Setelah memulai kariernya sebagai akademisi, Taufik menjalankan kewajibannya di bidang pengajaran, penelitian, dan pengabdian. Sama seperti istilah Tri Dharma Perguruan Tinggi di Indonesia. Dari sanalah dia menekuni riset. Meskipun bukan fokus dari universitasnya, namun dia merasa harus menjalankan di bidang Teknik Elektro.
“Mungkin 5-8 tahun baru paham dengan sistem akademis di sini. Perbedaannya dengan Indonesia, misalnya, proses kenaikan pangkat, pengumpulan poin untuk naik pangkat. Jangankan Indo dengan Amerika, antara universitas di AS bisa berbeda. Ada yang harus publikasi sekian, ada yang harus jadi ketua ini dulu minimum, macam-macam lah. Detail-detail seperti ini yang harus saya pahami. Karena nanti kalau tidak, bisa salah strategi,” jelas Taufik.
Terhitung sejak 1989 hingga 2022, Taufik sudah 33 tahun tinggal di AS . Tentu bukan waktu yang sebentar untuk membangun karier.
Ada kiat yang ia bagikan agar tetap cemerlang di negeri orang . Membangun keberanian diri adalah salah satunya.

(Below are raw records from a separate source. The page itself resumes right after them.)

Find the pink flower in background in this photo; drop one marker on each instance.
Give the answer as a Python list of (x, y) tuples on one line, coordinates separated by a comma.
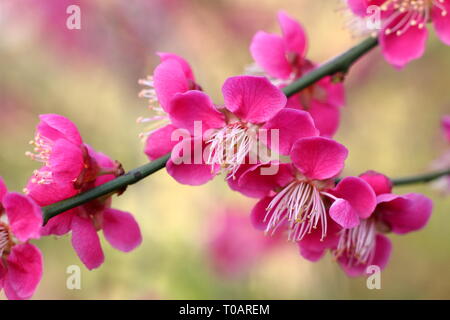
[(446, 127), (283, 58), (228, 133), (234, 245), (173, 75), (71, 167), (403, 31), (366, 243), (443, 162), (21, 262), (302, 196)]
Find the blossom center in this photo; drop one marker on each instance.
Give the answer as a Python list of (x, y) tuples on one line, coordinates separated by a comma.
[(42, 151), (5, 239), (358, 244), (409, 13), (229, 147), (302, 206)]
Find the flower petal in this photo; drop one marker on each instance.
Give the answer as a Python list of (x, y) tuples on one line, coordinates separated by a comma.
[(86, 242), (291, 125), (379, 182), (253, 99), (121, 230), (326, 118), (400, 50), (3, 190), (164, 56), (405, 213), (169, 79), (293, 34), (45, 194), (269, 52), (66, 161), (60, 224), (343, 213), (446, 127), (159, 143), (24, 271), (358, 193), (441, 21), (24, 216), (55, 126), (190, 169), (318, 158), (195, 106)]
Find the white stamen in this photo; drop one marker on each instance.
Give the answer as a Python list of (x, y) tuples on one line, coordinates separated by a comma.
[(301, 205), (229, 147), (358, 244)]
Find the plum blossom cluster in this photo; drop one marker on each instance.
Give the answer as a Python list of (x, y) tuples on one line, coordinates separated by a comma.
[(278, 150), (68, 167), (303, 199), (404, 33)]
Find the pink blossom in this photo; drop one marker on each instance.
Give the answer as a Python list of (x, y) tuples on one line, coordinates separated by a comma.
[(302, 196), (233, 244), (284, 59), (228, 133), (173, 75), (71, 167), (366, 243), (446, 127), (403, 31), (21, 262), (443, 162)]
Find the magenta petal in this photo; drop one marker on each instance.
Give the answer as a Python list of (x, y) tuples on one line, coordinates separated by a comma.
[(379, 182), (159, 143), (269, 52), (24, 216), (446, 127), (45, 194), (405, 213), (293, 34), (86, 242), (195, 106), (190, 169), (121, 230), (343, 213), (318, 158), (253, 99), (383, 249), (60, 224), (54, 127), (169, 79), (442, 22), (164, 56), (358, 193), (24, 271), (358, 7), (291, 125), (326, 117), (400, 50), (66, 161), (3, 189)]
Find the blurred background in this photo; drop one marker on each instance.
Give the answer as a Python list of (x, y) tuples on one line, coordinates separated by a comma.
[(390, 124)]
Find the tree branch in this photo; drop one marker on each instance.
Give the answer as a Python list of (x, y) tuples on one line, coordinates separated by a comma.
[(341, 63)]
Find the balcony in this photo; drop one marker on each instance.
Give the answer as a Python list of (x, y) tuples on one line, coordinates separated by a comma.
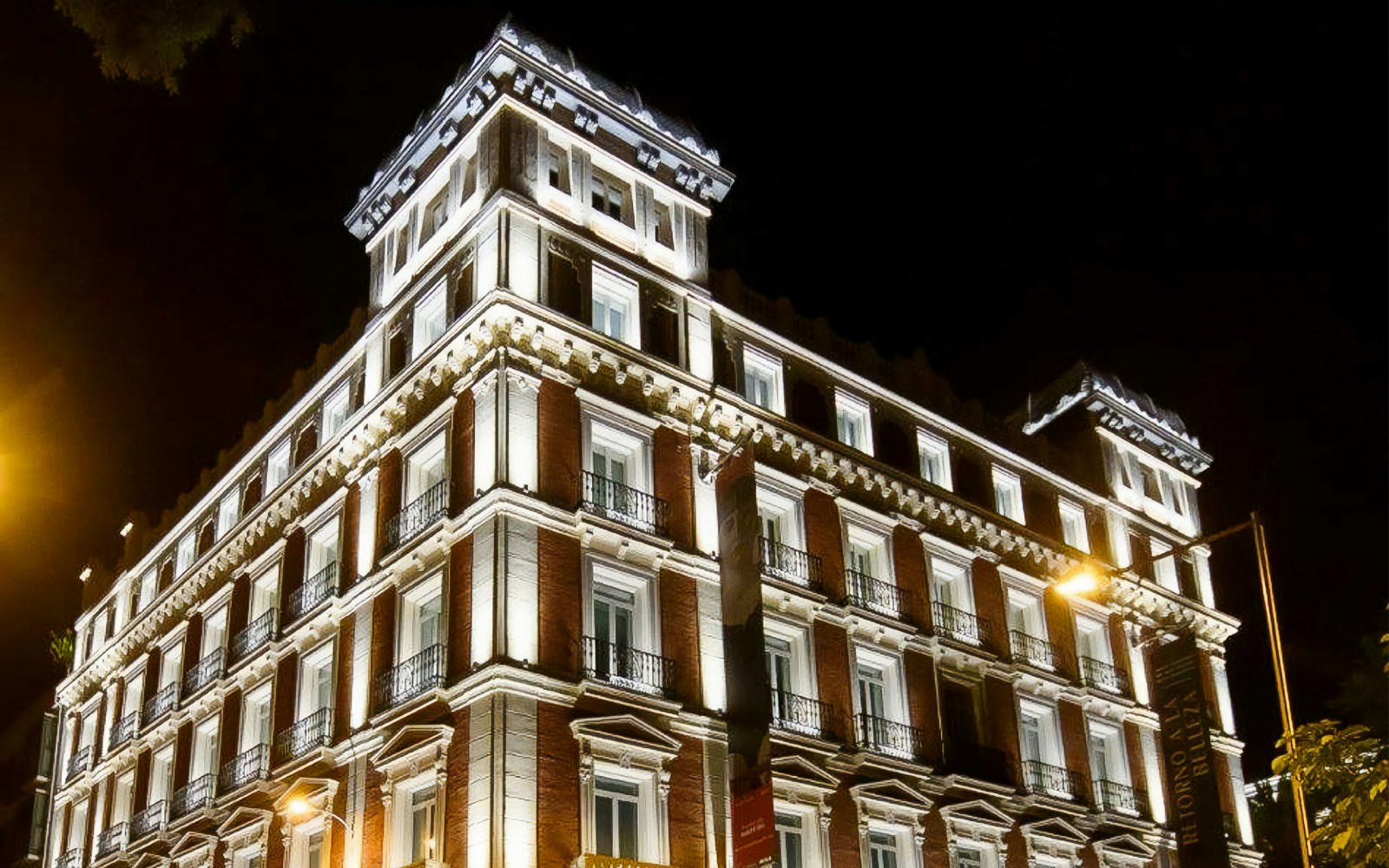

Bagi Taufik, tak ada kata malu dalam kamusnya saat mencoba kesempatan-kesempatan bagus.
Sejak jadi mahasiswa hingga Guru Besar, ia telah aktif sebagai volunteer di berbagai kegiatan jurusannya. Tak jarang, ia juga mengajukan diri menjadi ketua. Menurutnya, jika tidak berani, maka akan lebih lama lagi proses adaptasi di sana.
Taufik mengatakan, selain itu dibutuhkan mentor atau dosen pembimbing yang bisa mendukung setiap prosesnya.
“Tentunya peranan mentor itu penting, sama seperti di Indonesia. Harus ada mentor yang mumpuni, lah. Alhamdulillah saya dapat mentor yang sangat bisa membimbing saya waktu itu. Saya sangat-sangat aktif di kampus. Yang paling berat saat jadi ketua akreditasi di jurusan. Padahal itu, kan, tugas yang sangat berat, ya. Tapi alhamdulillah bisa teratasi,” ujarnya.
Taufik ‘NFN’ dan Jadi Dosen Favorit
Punya nama yang terdiri atas satu kata saja seperti Taufik memang lumrah bagi orang Indonesia. Tapi tak demikian dengan warga Amerika Serikat, sebab nama mereka biasanya terdiri atas nama depan dan nama belakang. Di kampus, Prof Taufik mempunyai julukan spesial karena tak memiliki nama depan, yakni Taufik NFN.
Semua berawal saat Taufik mengajar di hari pertama kuliah, seorang mahasiswa memanggilnya NEFEN.
“Nama saya bukan NEFEN. ‘Iya kok nama kamu NEFEN’. Ah enggak, nama saya Taufik. Lalu dia nunjukin, ‘Ini, namanya NEFEN’, iya, waduh kurang ajar ini. Lalu saya jelaskan (namanya Taufik saja),” kata Taufik sambil tertawa.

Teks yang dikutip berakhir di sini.